Oh man. Now I really felt bad. “I think I gave you a little hickey last night.”

He clapped his hand over his neck, and he was actually blushing. “Bloody hell, woman, I have to go back in there and have breakfast with my child!”

Grinning, he leaned down for one last kiss, and I gave him a quick peck before I darted into the elevator. We could drag the goodbye out all day, and I knew it was because neither of us wanted to be apart.

I felt amazing. I felt like the Grinch must have felt when his heart grew three sizes.

Except, when I stepped out of the building and onto Fifth avenue, I missed Neil already.
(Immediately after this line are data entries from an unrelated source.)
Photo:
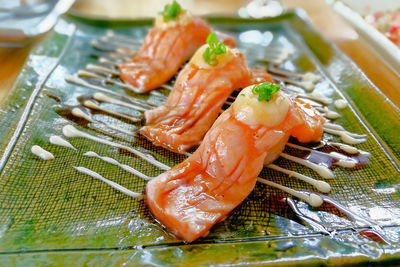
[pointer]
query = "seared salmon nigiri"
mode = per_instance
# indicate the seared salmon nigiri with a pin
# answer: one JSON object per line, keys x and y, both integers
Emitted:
{"x": 201, "y": 89}
{"x": 174, "y": 38}
{"x": 201, "y": 191}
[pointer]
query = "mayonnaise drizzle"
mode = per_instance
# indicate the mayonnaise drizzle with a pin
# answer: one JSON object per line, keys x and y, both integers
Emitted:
{"x": 85, "y": 73}
{"x": 308, "y": 76}
{"x": 347, "y": 148}
{"x": 115, "y": 162}
{"x": 321, "y": 170}
{"x": 105, "y": 180}
{"x": 71, "y": 132}
{"x": 308, "y": 85}
{"x": 316, "y": 97}
{"x": 41, "y": 153}
{"x": 329, "y": 114}
{"x": 59, "y": 141}
{"x": 106, "y": 98}
{"x": 80, "y": 113}
{"x": 345, "y": 136}
{"x": 93, "y": 105}
{"x": 343, "y": 160}
{"x": 340, "y": 103}
{"x": 95, "y": 67}
{"x": 320, "y": 185}
{"x": 312, "y": 199}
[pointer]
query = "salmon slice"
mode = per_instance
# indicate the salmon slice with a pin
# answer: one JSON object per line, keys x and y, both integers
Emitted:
{"x": 201, "y": 191}
{"x": 164, "y": 50}
{"x": 195, "y": 102}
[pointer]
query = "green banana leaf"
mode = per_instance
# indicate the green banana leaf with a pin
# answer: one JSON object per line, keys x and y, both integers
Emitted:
{"x": 50, "y": 214}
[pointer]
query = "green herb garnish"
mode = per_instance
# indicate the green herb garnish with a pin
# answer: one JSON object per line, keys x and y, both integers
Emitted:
{"x": 171, "y": 11}
{"x": 215, "y": 48}
{"x": 265, "y": 91}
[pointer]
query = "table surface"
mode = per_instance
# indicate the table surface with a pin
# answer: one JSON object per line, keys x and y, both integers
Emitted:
{"x": 326, "y": 21}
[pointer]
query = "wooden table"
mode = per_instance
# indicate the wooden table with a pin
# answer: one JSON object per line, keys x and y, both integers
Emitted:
{"x": 331, "y": 25}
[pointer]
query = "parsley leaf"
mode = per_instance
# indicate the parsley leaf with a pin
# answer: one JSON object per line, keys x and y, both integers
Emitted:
{"x": 171, "y": 11}
{"x": 265, "y": 91}
{"x": 215, "y": 48}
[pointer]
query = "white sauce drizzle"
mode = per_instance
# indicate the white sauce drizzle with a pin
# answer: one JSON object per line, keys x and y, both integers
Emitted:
{"x": 59, "y": 141}
{"x": 107, "y": 61}
{"x": 329, "y": 114}
{"x": 323, "y": 171}
{"x": 80, "y": 113}
{"x": 308, "y": 85}
{"x": 320, "y": 185}
{"x": 105, "y": 98}
{"x": 340, "y": 128}
{"x": 121, "y": 38}
{"x": 312, "y": 199}
{"x": 93, "y": 105}
{"x": 77, "y": 112}
{"x": 308, "y": 76}
{"x": 71, "y": 132}
{"x": 125, "y": 51}
{"x": 110, "y": 183}
{"x": 316, "y": 97}
{"x": 85, "y": 73}
{"x": 345, "y": 136}
{"x": 340, "y": 104}
{"x": 347, "y": 148}
{"x": 102, "y": 69}
{"x": 41, "y": 153}
{"x": 115, "y": 162}
{"x": 343, "y": 160}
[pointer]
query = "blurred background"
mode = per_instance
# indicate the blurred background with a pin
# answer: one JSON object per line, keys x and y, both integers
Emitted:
{"x": 321, "y": 12}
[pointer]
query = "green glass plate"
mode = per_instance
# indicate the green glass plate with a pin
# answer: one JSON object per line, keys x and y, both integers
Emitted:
{"x": 52, "y": 215}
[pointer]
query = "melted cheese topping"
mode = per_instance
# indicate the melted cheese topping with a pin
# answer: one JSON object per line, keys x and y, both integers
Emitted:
{"x": 222, "y": 60}
{"x": 184, "y": 18}
{"x": 249, "y": 110}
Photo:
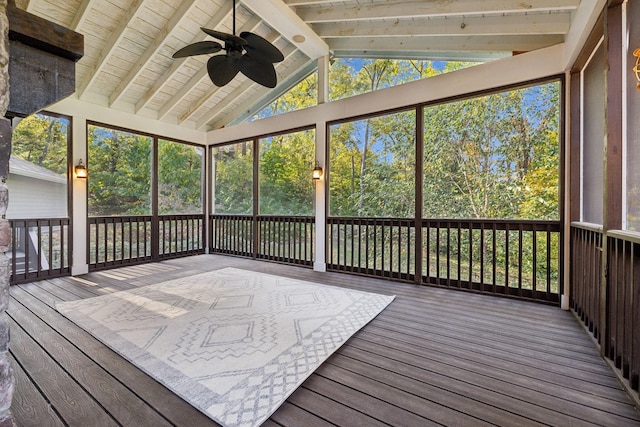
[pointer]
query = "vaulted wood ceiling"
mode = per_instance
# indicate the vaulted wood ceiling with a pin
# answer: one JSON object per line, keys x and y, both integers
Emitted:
{"x": 128, "y": 44}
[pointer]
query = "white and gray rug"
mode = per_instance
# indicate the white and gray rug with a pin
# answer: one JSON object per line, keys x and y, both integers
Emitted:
{"x": 233, "y": 343}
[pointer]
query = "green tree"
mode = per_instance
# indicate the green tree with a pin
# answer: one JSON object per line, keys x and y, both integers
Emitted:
{"x": 42, "y": 140}
{"x": 233, "y": 179}
{"x": 120, "y": 177}
{"x": 180, "y": 178}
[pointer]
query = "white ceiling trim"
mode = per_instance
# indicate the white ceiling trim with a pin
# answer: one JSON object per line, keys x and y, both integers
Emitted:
{"x": 503, "y": 72}
{"x": 428, "y": 9}
{"x": 157, "y": 86}
{"x": 583, "y": 22}
{"x": 429, "y": 44}
{"x": 533, "y": 24}
{"x": 237, "y": 93}
{"x": 176, "y": 19}
{"x": 201, "y": 75}
{"x": 107, "y": 51}
{"x": 81, "y": 15}
{"x": 281, "y": 18}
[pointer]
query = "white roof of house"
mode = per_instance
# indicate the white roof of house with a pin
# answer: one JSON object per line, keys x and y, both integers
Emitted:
{"x": 18, "y": 166}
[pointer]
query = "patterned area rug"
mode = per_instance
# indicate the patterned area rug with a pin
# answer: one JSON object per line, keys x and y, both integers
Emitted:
{"x": 233, "y": 343}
Crap. I really had fallen for him, and hard.

* * * *

I was glad to have taken the train, instead of Neil’s offer of a car home. It gave me time to think about the morning in a neutral space.

Neil’s daughter was an animal advocate. All of the changes to the beauty department suddenly made sense. And the cuts to Jake’s story. Was this something Emma was asking Neil to do? He had to know it was a bad idea.

I considered what I knew of Emma. It wasn’t a lot, beyond the fact that she was Neil’s daughter, and she would now hate me for the rest of my life. I dropped my head in my hands, grateful that this train car was mostly empty. Listening to the tinny noise from other people’s headphones or being stared at by some creepy dude who was trying to see under my clothes would not have helped my mental state at all.